Notons qu’en juin dernier, Volvo Autonomous Solutions a également mis sur pied un bureau au Texas pour travailler sur des applications de conduite autonome sur des corridors de fret. Les premiers essais devraient se dérouler en 2024 (voir interview).
Volvo Autonomous Solutions se présente comme un futur opérateur de transport à part entière, de hub à hub. « Nous avons pris la décision d'être l'interface unique de nos clients et de prendre pleinement en compte les éléments nécessaires au transport commercial autonome », lance son président, Nils Jaeger. Cette filiale de Volvo Trucks compte proposer un convoyage 24h/24 des remorques sur les autoroutes aux opérateurs de fret, ces derniers se chargeant des premiers et derniers kilomètres, avec des conducteurs humains. Selon le constructeur, cette solution permet de répondre à la demande croissante de fret et à la faible attirance du métier de conducteur longue distance.

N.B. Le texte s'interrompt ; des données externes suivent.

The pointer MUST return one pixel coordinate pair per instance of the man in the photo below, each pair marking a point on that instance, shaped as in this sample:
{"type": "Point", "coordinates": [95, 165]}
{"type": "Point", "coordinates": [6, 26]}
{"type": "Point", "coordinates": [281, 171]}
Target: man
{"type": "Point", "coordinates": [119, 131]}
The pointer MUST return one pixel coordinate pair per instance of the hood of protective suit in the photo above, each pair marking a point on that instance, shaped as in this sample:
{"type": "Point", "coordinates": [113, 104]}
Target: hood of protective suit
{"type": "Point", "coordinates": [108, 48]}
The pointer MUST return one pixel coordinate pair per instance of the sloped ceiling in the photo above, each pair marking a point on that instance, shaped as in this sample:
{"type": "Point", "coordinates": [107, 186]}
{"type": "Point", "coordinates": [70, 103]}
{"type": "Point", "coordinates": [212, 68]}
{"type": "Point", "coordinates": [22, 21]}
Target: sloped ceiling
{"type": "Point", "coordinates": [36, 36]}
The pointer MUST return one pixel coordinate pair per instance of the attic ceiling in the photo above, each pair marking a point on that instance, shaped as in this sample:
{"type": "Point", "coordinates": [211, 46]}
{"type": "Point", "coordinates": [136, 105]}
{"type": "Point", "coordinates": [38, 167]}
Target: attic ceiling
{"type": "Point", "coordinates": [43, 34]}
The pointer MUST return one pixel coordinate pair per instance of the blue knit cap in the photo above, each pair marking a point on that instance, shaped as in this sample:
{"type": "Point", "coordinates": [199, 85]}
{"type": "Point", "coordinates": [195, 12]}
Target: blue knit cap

Voilà pourquoi un équipementier comme Valeo, contrairement à Bosch ne veut pas lâcher le développement du Lidar, sur lequel il travaille depuis 13 ans. Ce leader mondial a expliqué début septembre avoir obtenu « un milliard d'euros de prises de commandes » pour la troisième génération de ses capteurs. Ainsi, le développement du camion autonome continue à bas bruit, avec plusieurs acteurs de référence, qui réfléchissent à des usages dédiés et des services associés. Toutefois, personne ne prend le risque d’avancer une date de commercialisation future.